Der SC Kirchseeon hat nun auch sein Jugendtraining kurzerhand in den virtuellen Raum verlegt:
An den letzten Dienstagen im März meldete sich Schachlehrer Thomas Beckers jeweils von seinem Arbeitsplatz zuhause und unterrichtete mehr als ein Dutzend anwesende Vereinsmitglieder erfolgreich per Videokonferenz. Die Webcams der meisten Zuhörenden blieben dabei allerdings ausgeschaltet, denn wir wollten uns ja auf die Schachfiguren konzentrieren. Nur Sonja konnte mithilfe der Kamera selbst bei niedriger Bildauflösung beweisen, dass sie nicht „Gerhard Naumann“ ist.
Nach dem anfänglichen „Soundcheck“ ging es dann mit mithilfe von „Chessbase“ bzw. dem eingeblendeten elektronischen Schachbrett wie gewohnt richtig zur Sache.
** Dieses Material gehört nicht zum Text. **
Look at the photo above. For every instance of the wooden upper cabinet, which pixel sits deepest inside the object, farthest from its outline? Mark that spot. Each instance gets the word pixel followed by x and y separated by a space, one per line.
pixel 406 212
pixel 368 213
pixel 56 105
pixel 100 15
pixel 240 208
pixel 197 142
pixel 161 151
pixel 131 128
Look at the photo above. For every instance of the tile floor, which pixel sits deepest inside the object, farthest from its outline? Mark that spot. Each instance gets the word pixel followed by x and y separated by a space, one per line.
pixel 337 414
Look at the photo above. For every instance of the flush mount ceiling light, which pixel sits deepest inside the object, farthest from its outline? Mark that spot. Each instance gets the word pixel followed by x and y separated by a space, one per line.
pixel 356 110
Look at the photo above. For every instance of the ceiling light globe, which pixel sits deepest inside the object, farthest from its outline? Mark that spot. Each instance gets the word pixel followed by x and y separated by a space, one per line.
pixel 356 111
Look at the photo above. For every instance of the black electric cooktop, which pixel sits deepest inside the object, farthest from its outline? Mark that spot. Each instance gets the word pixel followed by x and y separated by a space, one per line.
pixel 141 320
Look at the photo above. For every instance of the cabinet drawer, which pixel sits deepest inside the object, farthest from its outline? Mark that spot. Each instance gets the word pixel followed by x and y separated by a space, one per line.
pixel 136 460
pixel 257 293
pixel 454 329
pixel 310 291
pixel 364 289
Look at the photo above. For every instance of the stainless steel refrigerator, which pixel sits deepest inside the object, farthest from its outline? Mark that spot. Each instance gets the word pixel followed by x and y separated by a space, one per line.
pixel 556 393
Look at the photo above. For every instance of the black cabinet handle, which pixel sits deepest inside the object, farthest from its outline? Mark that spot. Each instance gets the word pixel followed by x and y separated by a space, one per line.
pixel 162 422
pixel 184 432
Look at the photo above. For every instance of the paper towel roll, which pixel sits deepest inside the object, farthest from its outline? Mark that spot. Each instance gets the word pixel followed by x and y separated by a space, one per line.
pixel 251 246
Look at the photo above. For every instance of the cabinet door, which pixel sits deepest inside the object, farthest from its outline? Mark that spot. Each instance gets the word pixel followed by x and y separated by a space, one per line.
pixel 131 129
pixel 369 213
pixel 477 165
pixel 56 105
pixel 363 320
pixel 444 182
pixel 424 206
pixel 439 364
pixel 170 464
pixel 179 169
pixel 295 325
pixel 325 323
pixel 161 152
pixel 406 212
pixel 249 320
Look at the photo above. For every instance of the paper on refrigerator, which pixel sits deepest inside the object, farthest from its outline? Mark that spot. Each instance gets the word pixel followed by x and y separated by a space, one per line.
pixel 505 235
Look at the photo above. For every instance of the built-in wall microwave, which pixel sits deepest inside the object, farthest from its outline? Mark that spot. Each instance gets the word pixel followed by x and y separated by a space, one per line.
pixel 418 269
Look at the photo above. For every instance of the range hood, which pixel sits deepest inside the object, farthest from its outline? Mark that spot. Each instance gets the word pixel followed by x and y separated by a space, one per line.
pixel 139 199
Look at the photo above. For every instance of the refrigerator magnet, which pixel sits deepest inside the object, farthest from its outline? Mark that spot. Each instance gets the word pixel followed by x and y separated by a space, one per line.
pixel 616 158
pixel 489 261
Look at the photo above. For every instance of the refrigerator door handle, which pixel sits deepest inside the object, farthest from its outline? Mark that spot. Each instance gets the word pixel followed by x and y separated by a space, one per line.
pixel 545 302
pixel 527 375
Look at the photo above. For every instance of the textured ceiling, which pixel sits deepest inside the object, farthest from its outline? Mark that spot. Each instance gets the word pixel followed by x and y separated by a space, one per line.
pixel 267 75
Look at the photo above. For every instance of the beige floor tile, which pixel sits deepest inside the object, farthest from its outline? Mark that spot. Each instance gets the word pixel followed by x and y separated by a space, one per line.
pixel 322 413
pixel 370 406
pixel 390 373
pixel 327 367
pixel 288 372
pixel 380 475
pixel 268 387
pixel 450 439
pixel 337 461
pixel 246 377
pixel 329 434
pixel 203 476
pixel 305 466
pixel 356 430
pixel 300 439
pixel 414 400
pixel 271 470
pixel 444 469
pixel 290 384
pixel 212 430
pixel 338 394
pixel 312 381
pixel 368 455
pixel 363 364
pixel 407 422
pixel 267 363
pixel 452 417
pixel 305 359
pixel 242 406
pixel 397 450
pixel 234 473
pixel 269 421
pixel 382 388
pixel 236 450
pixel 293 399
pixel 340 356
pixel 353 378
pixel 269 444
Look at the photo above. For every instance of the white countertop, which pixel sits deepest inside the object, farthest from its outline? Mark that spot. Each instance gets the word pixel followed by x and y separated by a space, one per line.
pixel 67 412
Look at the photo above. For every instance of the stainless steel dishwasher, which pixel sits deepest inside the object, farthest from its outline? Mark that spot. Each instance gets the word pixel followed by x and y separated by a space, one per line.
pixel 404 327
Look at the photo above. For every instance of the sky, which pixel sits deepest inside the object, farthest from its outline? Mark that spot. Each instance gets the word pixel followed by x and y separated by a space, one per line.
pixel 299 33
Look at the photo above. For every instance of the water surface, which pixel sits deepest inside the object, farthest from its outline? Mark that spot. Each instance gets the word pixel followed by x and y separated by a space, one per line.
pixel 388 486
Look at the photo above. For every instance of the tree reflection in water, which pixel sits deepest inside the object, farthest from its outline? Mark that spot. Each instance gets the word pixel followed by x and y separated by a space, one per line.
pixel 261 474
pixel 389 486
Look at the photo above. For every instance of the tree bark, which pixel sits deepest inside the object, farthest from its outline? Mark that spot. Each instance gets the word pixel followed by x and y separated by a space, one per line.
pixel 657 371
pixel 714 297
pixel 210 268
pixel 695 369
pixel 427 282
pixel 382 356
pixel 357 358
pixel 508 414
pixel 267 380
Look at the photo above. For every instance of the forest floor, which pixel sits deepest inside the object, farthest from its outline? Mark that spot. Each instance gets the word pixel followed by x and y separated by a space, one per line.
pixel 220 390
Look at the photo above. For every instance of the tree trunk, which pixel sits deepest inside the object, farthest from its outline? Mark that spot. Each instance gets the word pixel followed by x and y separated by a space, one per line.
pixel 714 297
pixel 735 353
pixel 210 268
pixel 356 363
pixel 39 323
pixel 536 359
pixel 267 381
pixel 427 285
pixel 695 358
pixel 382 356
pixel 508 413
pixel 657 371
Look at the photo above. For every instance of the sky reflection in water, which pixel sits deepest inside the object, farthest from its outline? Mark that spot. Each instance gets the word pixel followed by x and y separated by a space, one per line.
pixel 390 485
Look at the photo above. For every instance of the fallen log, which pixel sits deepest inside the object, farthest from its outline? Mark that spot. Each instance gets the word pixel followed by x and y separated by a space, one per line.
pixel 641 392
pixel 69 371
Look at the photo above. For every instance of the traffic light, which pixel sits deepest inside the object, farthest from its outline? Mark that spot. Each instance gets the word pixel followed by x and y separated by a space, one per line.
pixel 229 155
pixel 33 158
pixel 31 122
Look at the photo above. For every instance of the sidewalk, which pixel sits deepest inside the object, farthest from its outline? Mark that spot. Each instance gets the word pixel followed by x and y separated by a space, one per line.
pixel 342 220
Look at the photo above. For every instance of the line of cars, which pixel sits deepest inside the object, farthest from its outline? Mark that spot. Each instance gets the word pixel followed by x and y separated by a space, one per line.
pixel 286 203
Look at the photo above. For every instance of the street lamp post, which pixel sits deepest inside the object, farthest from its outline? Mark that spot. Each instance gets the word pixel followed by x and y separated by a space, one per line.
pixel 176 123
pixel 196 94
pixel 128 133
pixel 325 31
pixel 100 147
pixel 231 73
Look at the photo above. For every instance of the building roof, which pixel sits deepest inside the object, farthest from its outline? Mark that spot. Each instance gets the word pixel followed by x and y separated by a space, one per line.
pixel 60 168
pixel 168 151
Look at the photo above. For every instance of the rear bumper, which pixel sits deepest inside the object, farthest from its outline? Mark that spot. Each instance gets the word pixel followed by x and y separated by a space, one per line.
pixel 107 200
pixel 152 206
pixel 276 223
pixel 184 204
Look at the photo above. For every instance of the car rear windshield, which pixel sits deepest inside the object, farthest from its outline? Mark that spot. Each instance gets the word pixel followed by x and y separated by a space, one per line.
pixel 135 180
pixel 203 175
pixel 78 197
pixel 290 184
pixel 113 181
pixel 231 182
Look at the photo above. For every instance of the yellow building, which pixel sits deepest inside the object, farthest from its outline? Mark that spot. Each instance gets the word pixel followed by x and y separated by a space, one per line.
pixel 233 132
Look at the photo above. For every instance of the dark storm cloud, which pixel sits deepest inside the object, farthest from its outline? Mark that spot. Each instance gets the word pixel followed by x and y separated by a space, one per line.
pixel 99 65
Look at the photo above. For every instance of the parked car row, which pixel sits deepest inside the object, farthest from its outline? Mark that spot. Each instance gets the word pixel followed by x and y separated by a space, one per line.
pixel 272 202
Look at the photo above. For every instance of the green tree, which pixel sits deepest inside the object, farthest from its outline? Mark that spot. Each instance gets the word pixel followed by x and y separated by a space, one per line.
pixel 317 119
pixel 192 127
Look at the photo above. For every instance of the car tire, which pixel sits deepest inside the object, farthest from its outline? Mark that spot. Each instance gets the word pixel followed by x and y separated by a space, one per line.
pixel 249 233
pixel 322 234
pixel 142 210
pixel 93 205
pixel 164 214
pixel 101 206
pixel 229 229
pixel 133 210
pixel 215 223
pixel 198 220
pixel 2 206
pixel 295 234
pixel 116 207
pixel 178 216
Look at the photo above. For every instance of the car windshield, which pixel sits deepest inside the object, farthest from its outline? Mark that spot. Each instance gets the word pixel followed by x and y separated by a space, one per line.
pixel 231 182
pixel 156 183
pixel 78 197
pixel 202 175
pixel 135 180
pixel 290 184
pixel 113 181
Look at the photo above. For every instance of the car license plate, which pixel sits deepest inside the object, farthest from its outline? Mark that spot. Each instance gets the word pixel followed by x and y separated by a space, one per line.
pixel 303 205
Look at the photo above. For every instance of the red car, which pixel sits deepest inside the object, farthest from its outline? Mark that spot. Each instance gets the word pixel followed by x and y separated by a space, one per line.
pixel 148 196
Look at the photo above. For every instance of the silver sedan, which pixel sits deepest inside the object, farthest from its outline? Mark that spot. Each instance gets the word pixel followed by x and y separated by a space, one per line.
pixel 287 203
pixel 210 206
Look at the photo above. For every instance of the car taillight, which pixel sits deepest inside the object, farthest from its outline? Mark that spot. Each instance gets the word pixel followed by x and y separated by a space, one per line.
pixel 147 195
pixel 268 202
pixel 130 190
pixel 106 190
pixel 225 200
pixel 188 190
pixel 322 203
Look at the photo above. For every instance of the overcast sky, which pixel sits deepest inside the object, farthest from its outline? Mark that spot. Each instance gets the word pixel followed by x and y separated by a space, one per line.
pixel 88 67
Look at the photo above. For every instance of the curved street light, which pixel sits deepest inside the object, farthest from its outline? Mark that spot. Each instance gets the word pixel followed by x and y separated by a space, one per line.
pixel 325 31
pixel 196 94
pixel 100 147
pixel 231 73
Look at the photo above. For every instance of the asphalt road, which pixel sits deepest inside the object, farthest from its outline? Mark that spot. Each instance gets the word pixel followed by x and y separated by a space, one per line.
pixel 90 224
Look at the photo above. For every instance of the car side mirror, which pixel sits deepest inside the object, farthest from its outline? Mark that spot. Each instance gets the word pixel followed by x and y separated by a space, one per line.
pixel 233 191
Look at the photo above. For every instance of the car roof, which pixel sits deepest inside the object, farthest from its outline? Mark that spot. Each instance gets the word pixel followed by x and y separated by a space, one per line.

„Major“ Thomas zeigte zunächst eine damenindische Partie aus einem seiner Turniere, die nach Abtausch aller vier Zentrumsbauern brutal schnell und gefährlich wurde, weil ohne Bauern in der Mitte sämtliche Figuren auf beiden Seiten freie Fahrt ins gegnerische Lager haben und zwangsläufig ungebremst aufeinander einschlagen.
In diesem Fall hatte der Gegner die unsicherere Königsstellung, jedoch mit Blick aufs Endspiel die bessere Bauernstruktur („entfernter Freibauer“).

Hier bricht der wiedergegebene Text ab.